Effect of management factors and blood metabolites during the rearing period on growth in dairy heifers on UK farms

Brickell, J S and McGowan, M M and Wathes, D C (2009) Effect of management factors and blood metabolites during the rearing period on growth in dairy heifers on UK farms. DOMESTIC ANIMAL ENDOCRINOLOGY, 36 (2). pp. 67-81.

[img] Text
1776.pdf
Restricted to Repository staff only

Download (747kB)

Abstract

Growth rates during rearing affect the age and body weight (BW) of replacement heifers at first calving. Diet and disease can affect growth via altered metabolic hormone concentrations, but are difficult to monitor accurately on commercial farms. This study investigated the effect of management and metabolic indices (IGF-I, insulin, glucose and urea) on the growth rate of 509 Holstein-Friesian heifers on 19 UK dairy farms. Size (BW, heart girth, height and crown-rump length) was measured at approximately 1, 6 and 15 months.

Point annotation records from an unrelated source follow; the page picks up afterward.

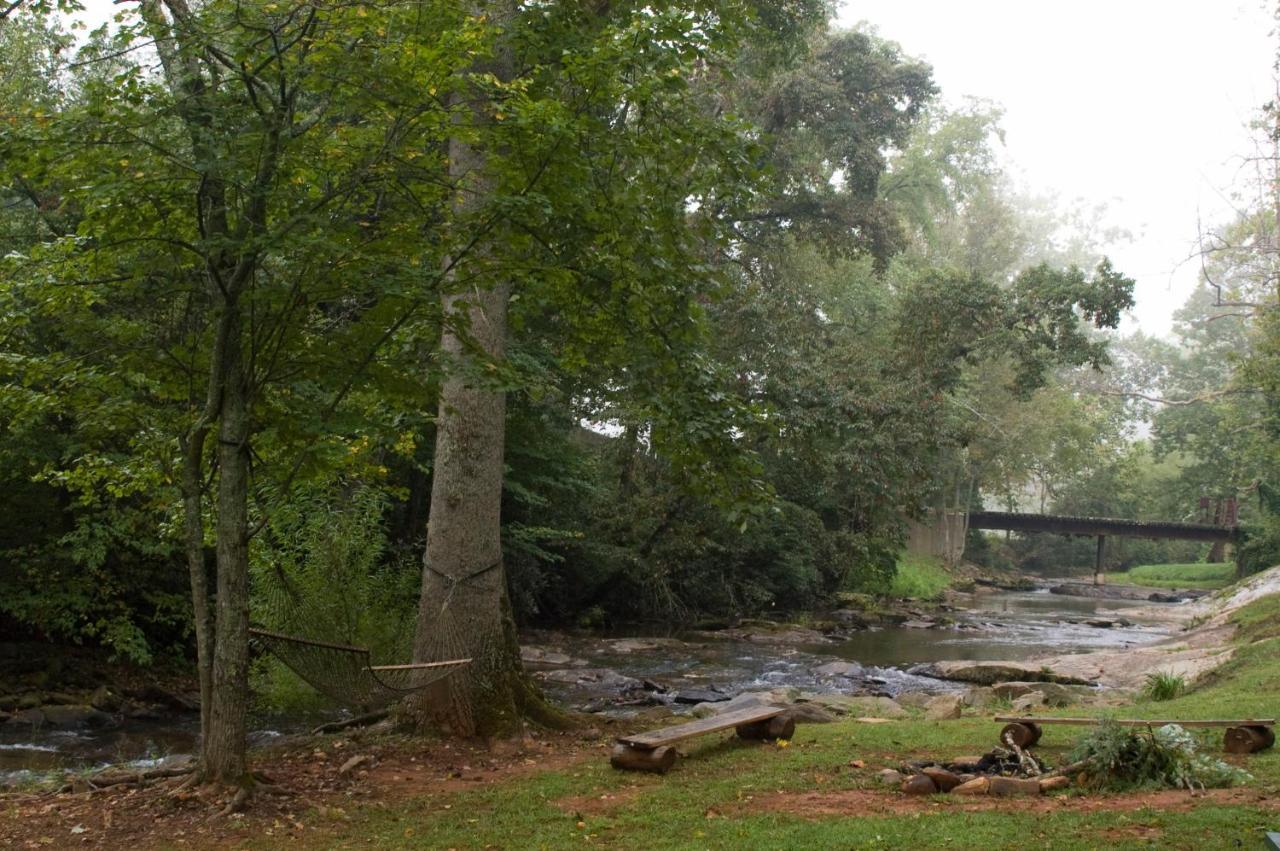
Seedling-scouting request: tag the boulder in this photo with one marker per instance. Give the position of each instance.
(914, 699)
(851, 705)
(849, 618)
(1013, 786)
(977, 786)
(890, 777)
(944, 708)
(1055, 783)
(978, 696)
(353, 763)
(942, 778)
(600, 677)
(105, 700)
(700, 696)
(809, 713)
(839, 669)
(1054, 694)
(919, 785)
(64, 718)
(986, 673)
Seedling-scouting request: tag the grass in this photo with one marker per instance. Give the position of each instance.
(1164, 686)
(716, 797)
(920, 577)
(1185, 576)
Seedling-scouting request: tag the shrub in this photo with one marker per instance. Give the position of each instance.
(325, 572)
(1123, 758)
(1164, 685)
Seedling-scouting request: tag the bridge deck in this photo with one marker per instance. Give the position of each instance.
(1093, 526)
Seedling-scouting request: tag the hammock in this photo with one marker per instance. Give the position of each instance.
(344, 673)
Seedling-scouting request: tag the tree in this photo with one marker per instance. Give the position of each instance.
(558, 228)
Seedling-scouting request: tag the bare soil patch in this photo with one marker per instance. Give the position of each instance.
(307, 792)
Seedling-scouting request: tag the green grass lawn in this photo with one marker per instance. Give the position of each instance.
(920, 577)
(736, 795)
(1189, 576)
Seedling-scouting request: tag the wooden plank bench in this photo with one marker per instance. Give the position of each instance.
(653, 751)
(1242, 736)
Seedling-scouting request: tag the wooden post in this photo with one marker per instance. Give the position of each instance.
(639, 759)
(768, 730)
(1098, 579)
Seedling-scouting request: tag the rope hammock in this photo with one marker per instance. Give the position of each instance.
(346, 673)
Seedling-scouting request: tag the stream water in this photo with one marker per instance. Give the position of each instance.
(999, 625)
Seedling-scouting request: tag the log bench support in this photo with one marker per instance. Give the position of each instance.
(640, 759)
(654, 751)
(1248, 736)
(769, 730)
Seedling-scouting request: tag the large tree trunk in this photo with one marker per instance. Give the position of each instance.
(225, 735)
(464, 608)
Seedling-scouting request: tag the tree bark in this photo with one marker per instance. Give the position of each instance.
(225, 736)
(464, 607)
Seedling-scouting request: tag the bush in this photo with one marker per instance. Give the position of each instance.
(1261, 548)
(325, 572)
(1124, 758)
(1164, 686)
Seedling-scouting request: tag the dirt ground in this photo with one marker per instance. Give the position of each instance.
(304, 783)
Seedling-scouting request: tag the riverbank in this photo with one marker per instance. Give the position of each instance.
(819, 790)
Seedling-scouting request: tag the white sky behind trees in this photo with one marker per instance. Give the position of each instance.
(1139, 105)
(1142, 105)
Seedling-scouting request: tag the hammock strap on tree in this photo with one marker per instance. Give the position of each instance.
(344, 672)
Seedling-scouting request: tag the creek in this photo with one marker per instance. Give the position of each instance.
(997, 625)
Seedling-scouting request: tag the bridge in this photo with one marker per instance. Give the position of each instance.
(1101, 527)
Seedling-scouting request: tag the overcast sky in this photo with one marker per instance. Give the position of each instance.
(1138, 104)
(1142, 105)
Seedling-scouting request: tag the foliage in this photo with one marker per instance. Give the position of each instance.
(1162, 685)
(919, 577)
(1124, 758)
(325, 572)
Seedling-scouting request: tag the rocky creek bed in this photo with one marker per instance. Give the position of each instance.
(936, 659)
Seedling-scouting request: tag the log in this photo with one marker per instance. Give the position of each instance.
(1013, 786)
(1023, 735)
(768, 730)
(643, 759)
(1246, 740)
(713, 724)
(118, 777)
(359, 721)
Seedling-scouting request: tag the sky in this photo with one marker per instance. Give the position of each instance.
(1142, 105)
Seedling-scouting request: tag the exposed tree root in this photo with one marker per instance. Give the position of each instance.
(238, 801)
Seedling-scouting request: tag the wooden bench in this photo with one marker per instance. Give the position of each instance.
(1242, 736)
(653, 751)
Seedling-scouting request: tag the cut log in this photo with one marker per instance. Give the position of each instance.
(1247, 740)
(1023, 735)
(643, 759)
(714, 723)
(768, 730)
(1013, 786)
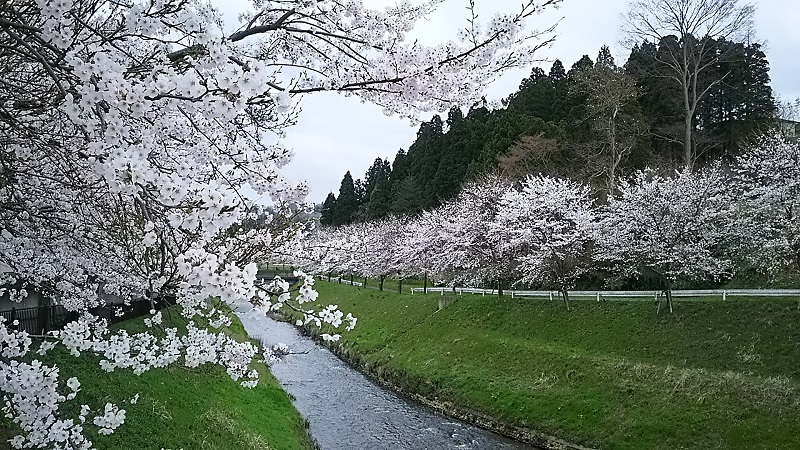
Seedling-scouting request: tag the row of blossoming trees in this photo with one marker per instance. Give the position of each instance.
(130, 132)
(550, 232)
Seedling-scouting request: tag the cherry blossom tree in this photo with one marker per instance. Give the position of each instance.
(766, 231)
(130, 133)
(670, 226)
(471, 252)
(549, 224)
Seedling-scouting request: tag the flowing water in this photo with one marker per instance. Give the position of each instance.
(346, 410)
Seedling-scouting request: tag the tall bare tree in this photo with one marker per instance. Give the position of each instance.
(688, 29)
(616, 118)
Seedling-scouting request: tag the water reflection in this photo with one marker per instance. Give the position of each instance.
(346, 409)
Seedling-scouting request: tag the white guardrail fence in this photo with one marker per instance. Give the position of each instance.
(600, 295)
(597, 295)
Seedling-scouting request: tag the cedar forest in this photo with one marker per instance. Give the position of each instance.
(592, 123)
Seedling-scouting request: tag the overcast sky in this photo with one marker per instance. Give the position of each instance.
(336, 134)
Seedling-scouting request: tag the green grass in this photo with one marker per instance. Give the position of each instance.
(607, 374)
(178, 408)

The mean daily weight gain up to 6 months for all calves was 0.77kg/day, with extreme variability both between cohorts of calves (range 0.49-1.02kg/day) and between individual calves within farms (range 0.45-1.13kg/day). Growth was enhanced by supplemental colostrum, by milk replacer as opposed to whole milk and by ad libitum milk feeding and was reduced by gradual weaning and dehorning after weaning. Larger group size slowed growth before weaning (>6 calves) but increased it post-weaning (>20 calves). These management differences were reflected in altered plasma IGF-I concentrations, which were positively associated with growth throughout the rearing period. Larger calves at 1 month had a greater weight gain up to 6 months. Sub-optimum growth of some heifers within each cohort was established at an early age and resulted in animals reaching the start of breeding at an inadequate size (BW range 209-498kg at 15 months). This could be alleviated by altered management strategies and improved monitoring of growing heifers.